1 | initial version |

Given an affine connection, there is not a unique connection form but a set of them specified by two indices and a vector frame. Hence the method `connection_form`

requires the indices as argument and, as an option, the vector frame with respect to which the connection form is defined (by default, the manifold's default frame). Here is a full example, yielding to the connection 1-form Omega^0_1 with respect to the vector frame (d/dx, d/dy) in the hyperbolic plane (PoincarĂ© half-plane model):

```
sage: M = Manifold(2, 'M')
sage: X.<x,y> = M.chart('x y:(0,+oo)')
sage: g = M.metric('g')
sage: g[0,0], g[1,1] = 1/y, 1/y
sage: g.display()
g = 1/y dx*dx + 1/y dy*dy
sage: nab = g.connection()
sage: omega = nab.connection_form(0,1)
sage: omega.display()
nabla_g connection 1-form (0,1) = -1/2/y dx
```

As you can see from the display, the object returned by `nab.connection_form(0,1)`

is not some component, but a genuine 1-form, which is colinear to dx.

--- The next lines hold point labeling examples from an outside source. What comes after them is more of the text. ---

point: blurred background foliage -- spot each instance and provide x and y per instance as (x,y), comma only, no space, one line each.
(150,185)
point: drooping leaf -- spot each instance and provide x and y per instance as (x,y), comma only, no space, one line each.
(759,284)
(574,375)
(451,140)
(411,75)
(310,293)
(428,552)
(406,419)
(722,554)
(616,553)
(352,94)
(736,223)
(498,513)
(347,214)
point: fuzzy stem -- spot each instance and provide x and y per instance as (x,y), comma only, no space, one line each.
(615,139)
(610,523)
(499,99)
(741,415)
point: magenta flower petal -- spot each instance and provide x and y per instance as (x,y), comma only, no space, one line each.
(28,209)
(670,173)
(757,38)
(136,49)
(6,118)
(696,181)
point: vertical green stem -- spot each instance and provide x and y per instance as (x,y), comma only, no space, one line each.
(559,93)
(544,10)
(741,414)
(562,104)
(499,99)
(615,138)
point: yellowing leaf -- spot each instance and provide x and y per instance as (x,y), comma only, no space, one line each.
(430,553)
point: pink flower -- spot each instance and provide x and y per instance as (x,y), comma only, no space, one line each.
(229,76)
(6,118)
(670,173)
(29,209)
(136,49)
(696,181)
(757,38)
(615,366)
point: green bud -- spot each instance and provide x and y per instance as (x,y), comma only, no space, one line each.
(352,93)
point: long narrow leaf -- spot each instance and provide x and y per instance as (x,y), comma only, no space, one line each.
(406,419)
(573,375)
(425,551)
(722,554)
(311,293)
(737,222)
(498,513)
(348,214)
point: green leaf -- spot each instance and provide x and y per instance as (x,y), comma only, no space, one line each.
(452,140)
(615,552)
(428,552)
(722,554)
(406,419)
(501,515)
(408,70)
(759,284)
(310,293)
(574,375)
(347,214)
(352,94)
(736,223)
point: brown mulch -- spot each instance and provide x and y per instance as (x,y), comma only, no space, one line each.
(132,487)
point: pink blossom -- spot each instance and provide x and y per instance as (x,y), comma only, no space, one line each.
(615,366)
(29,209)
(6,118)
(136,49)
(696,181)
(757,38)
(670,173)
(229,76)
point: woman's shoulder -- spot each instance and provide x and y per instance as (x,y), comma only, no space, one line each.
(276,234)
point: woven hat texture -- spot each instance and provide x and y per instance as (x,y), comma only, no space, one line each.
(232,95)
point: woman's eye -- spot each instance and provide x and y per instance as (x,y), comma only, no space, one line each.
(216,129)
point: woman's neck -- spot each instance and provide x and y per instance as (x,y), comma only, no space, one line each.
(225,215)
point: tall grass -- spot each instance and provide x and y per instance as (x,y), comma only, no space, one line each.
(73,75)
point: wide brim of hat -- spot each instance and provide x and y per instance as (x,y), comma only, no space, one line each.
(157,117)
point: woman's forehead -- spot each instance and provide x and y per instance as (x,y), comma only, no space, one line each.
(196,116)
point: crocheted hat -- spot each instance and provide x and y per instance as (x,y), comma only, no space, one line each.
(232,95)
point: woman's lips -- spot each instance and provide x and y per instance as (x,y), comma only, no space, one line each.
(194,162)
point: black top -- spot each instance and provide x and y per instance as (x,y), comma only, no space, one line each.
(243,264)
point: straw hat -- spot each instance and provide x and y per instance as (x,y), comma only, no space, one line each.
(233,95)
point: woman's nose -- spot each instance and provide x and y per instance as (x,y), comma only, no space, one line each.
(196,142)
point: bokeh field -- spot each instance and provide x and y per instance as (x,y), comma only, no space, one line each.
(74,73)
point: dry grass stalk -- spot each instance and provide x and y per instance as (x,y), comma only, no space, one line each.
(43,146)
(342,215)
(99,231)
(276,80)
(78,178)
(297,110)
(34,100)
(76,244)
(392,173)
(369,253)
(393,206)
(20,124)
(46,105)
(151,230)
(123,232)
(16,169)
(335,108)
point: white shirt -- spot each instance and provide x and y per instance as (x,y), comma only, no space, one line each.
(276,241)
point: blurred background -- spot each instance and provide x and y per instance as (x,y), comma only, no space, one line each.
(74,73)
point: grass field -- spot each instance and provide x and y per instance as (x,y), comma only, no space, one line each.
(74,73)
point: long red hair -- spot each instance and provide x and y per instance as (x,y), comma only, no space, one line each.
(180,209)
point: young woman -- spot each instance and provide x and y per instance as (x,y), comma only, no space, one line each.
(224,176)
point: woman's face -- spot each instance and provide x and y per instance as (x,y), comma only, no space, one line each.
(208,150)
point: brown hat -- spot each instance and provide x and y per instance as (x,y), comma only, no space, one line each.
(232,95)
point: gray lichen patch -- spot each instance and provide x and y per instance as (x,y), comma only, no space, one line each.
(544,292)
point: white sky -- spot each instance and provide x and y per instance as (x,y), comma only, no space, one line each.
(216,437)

You can check this further:

```
sage: print(omega)
1-form nabla_g connection 1-form (0,1) on the 2-dimensional differentiable manifold M
sage: omega.category()
Category of elements of Free module /\^1(M) of 1-forms on the 2-dimensional differentiable manifold M
```

Note that the result is stored internally in some data attribute of the connection `nab`

. So you can access it again by `nab.connection_form(0,1)`

without triggering any new computation:

```
sage: nab.connection_form(0,1) is omega
True
```

Similar considerations hold for the torsion and curvature 2-forms.